Nasdaq-listed Forward Industries (FWDI) has emerged as the largest publicly traded Solana-focused digital asset treasury company, holding over 6.97 million SOL tokens worth approximately $600 million at current prices. The firm's strategy is centered on accumulating SOL, staking it for yield, and leveraging its unlevered balance sheet to consolidate weaker competitors in a stressed market.
Chief Investment Officer Ryan Navi emphasized the company's strategic advantage, stating, "Scale plus an unlevered balance sheet is a real advantage in this market. We can play offense when others are playing defense." Forward Industries carries no corporate debt and maintains about $30 million in liquid operating capital, providing flexibility while many peers are forced to sell assets to service debt amid falling crypto prices.
The company's SOL holdings, acquired at an average price of $232, represent a significant paper loss of roughly $1 billion with SOL trading around $85. FWDI's stock has also declined sharply from a high near $40 to just above $5. Despite this, its treasury size now exceeds the combined Solana holdings of its next three closest competitors: DeFi Development Corp., Upexi, and Sharps Technology.
This dominant position was established following a $1.65 billion private investment in public equity (PIPE) deal in 2025 led by Galaxy Digital, Jump Crypto, and Multicoin Capital. The transaction transformed Forward into the largest public Solana treasury, with a strategy focused on staking SOL for a 6-7% annual yield and using its cost-of-capital advantage for long-term per-share accretion.
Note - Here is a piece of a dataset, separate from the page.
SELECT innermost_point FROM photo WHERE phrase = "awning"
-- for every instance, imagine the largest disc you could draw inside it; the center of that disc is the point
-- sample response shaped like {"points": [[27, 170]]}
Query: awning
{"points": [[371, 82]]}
Navi, who previously worked at KKR and ParaFi Capital, argues that crypto equities remain "deeply dislocated," creating opportunities for disciplined capital allocation. The company stakes nearly all its SOL through its own validator infrastructure and has partnered with Sanctum to issue a liquid staking token, fwdSOL. This token earns staking rewards while remaining usable as collateral in DeFi, allowing Forward to borrow at costs below the staking yield on venues like Kamino.
Forward's long-term vision is to evolve into a permanent-capital vehicle similar to Berkshire Hathaway, capable of underwriting tokenized real-world assets, royalties, and on-chain cash-flow instruments. The company has also partnered with Superstate to list its SEC-registered shares directly on the Solana blockchain, enabling regulated equity exposure within DeFi applications.
Navi believes Solana's optimization for speed, cost, and finality makes it ideal for consumer applications and capital-markets use cases, citing last year's meme-driven activity surge as proof of the chain's capacity. "It's a question of when, not if, the next breakout app arrives," he said.
In a related development, Multicoin Capital managing director Kyle Samani announced he is stepping down while remaining chairman of Forward Industries, taking his exit from the Multicoin Master Fund in FWDI shares and warrants instead of cash.